In a crisis or refugee situation, one in five women of childbearing age is likely to be pregnant. UNFPA seeks to make motherhood as safe as possible during crisis situations by helping those who want to delay or avoid pregnancy and by providing care before, during and after delivery. Whether the emergency is due to violence, as in Timor-Leste or Chad, earthquakes, as in Indonesia and Pakistan , or a hurricane, as in Guatemala, UNFPA stands ready to assist pregnant women in this time of compounded vulnerability. 

Giving Special Attention to Populations Most at Risk

Maternal mortality is the most skewed of all health indicators. Impoverished rural women often face risks orders of magnitude higher than their better-off or urban counterparts. Addressing populations that are marginalized by poverty, conflict or location is part of a human rights-based approach to the ultimate violation of human rights – the preventable death of an innocent person. Indigenous women in Latin America face risks far higher than in the general population, as do the women of rural Viet Nam and war-torn Afghanistan.

Ending Fistula

Women who suffer obstetric fistula are those who very nearly died trying to give life. Preventing fistula requires the same strategies as making motherhood safer more generally. The UNFPA-led Campaign to End Fistula is implementing these strategies in some 40 countries where maternal mortality is high. It is also providing treatment and rehabilitation for women like Kouboura and Shahin, who have endured agonizing deliveries and debilitating injury.

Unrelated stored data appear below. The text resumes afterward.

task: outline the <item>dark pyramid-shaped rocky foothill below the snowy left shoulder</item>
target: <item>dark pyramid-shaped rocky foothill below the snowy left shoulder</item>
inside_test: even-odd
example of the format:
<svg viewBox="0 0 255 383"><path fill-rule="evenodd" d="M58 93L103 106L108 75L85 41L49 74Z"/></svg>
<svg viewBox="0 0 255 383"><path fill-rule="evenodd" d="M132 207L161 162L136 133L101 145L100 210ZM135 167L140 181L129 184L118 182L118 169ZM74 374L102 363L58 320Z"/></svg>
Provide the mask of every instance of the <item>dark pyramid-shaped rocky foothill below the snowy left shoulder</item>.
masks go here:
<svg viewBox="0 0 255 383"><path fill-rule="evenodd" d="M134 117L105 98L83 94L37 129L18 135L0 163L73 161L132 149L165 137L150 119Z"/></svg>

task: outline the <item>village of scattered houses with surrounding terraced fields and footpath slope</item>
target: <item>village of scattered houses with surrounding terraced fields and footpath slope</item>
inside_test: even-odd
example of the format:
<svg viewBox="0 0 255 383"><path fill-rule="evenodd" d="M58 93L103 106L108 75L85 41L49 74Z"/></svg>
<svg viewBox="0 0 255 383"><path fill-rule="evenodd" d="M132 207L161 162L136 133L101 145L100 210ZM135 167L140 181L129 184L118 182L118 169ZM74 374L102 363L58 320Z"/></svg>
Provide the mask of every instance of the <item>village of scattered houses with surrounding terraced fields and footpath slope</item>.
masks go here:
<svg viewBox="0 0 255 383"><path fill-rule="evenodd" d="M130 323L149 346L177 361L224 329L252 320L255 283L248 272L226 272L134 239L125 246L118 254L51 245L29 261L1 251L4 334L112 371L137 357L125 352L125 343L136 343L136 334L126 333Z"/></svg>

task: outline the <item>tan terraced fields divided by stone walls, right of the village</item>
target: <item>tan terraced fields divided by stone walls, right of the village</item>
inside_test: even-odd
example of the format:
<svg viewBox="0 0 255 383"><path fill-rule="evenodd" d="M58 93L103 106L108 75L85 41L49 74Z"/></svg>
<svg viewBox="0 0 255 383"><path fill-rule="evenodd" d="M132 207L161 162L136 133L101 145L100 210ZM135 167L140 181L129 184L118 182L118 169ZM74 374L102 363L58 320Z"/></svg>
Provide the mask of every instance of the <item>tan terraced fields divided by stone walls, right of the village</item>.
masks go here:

Addressing the Complications Caused by HIV

Safe delivery can be compromised by the presence of HIV. As the number of HIV-positive women increases, so does the need for reproductive health services tailored to their needs – for family planning, safe delivery and for breastfeeding counselling. All women should be routinely offered voluntary testing and counselling when they come in for services such as pap smears and antenatal care. This kind of routine care would have made a real difference for Juliet Ajav-Nyior of Nigeria.